Register files have been known to be a notorious power consuming part of a processor architecture. It was already shown in various works [1-3] that there is a need for a comprehensive treatment of register files such that their power consumption is reduced while still meeting all the realtime requirements of an application. Multi-ported data register files (RF) are one of the most power hungry parts of any processor, especially very long instruction word processors (VLIWs) [4,5]. On average every operation requires three accesses (two reads and one write) to the RF, which make them a very active part of the processor. Current architectures try to achieve a high performance by exploiting parallelism, and therefore perform multiple operations per cycle (e.g., instruction level parallelism or ILP, as used in VLIW processors). This quickly results in a large port requirement for the register file, which is mostly implemented as a single/centralized or distributed large multi-ported register file. A high number of ports has a strong negative impact on the energy efficiency of register files as well as facing strong performance constraints for design.
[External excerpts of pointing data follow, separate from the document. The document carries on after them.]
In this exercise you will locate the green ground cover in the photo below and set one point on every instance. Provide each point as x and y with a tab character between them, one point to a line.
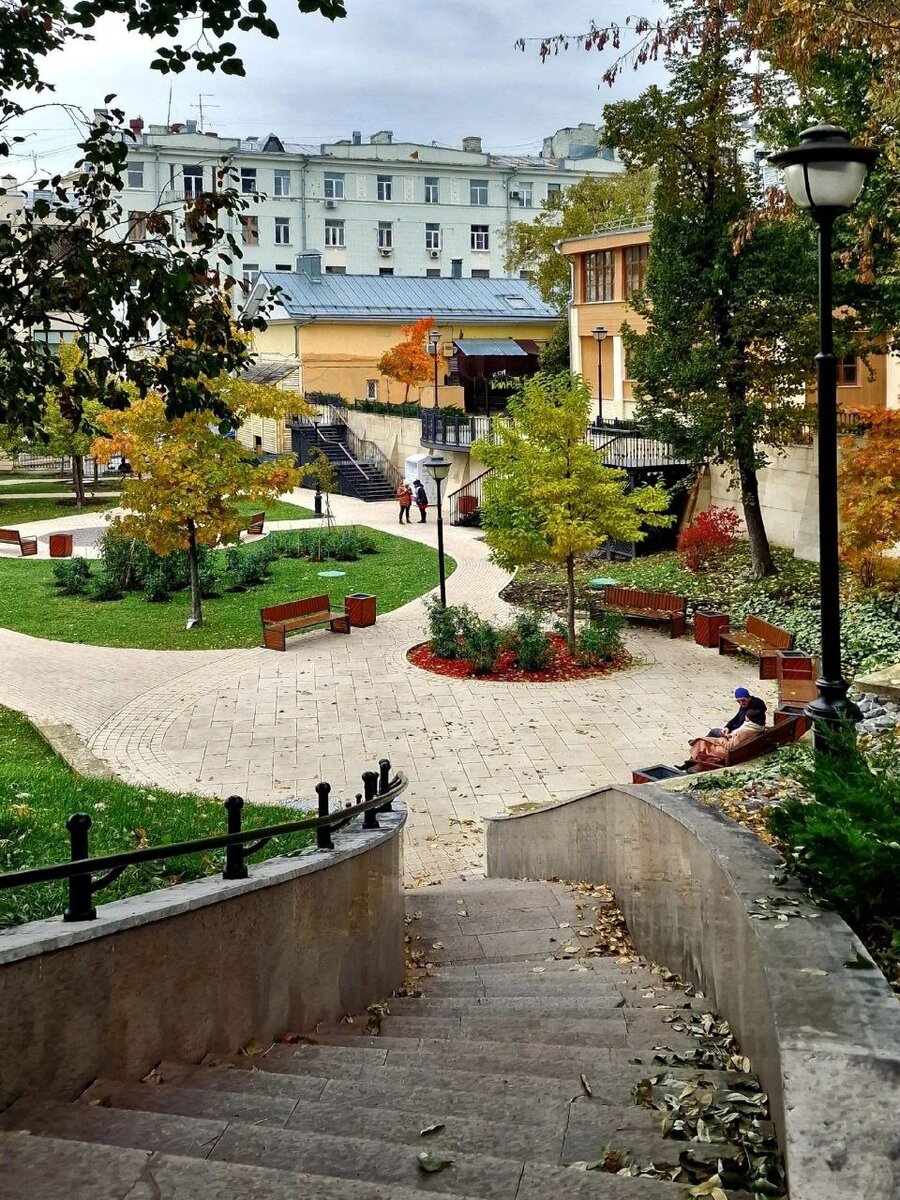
30	604
39	791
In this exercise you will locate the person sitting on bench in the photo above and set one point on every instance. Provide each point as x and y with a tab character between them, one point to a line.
744	700
715	749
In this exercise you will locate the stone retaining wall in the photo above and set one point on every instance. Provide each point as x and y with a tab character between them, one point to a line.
823	1039
203	967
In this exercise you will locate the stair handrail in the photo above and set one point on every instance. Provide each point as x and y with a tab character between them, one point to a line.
378	790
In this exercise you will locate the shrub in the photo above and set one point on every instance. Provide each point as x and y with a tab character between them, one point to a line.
72	576
708	538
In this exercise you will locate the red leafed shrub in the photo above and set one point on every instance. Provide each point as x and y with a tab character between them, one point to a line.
703	543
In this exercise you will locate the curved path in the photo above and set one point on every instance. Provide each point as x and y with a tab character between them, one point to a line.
268	726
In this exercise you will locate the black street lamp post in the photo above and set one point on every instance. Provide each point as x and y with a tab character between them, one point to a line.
825	175
439	468
599	335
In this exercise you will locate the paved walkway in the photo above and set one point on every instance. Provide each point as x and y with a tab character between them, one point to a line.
268	726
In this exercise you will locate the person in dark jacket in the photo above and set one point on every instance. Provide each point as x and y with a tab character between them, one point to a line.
421	499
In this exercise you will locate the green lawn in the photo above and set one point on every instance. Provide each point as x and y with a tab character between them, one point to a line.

Traditionally, this problem is addressed through various clustering techniques [5] that partition (or bank) the RF. Data can then only be passed from one partition to another through intercluster communication [6,7]. However, as partitions get smaller the cost of intercluster copies quickly grows. In addition, the resulting register files are still multi-ported. For high energy efficiency, it is clearly preferable that the register cells be single ported [8].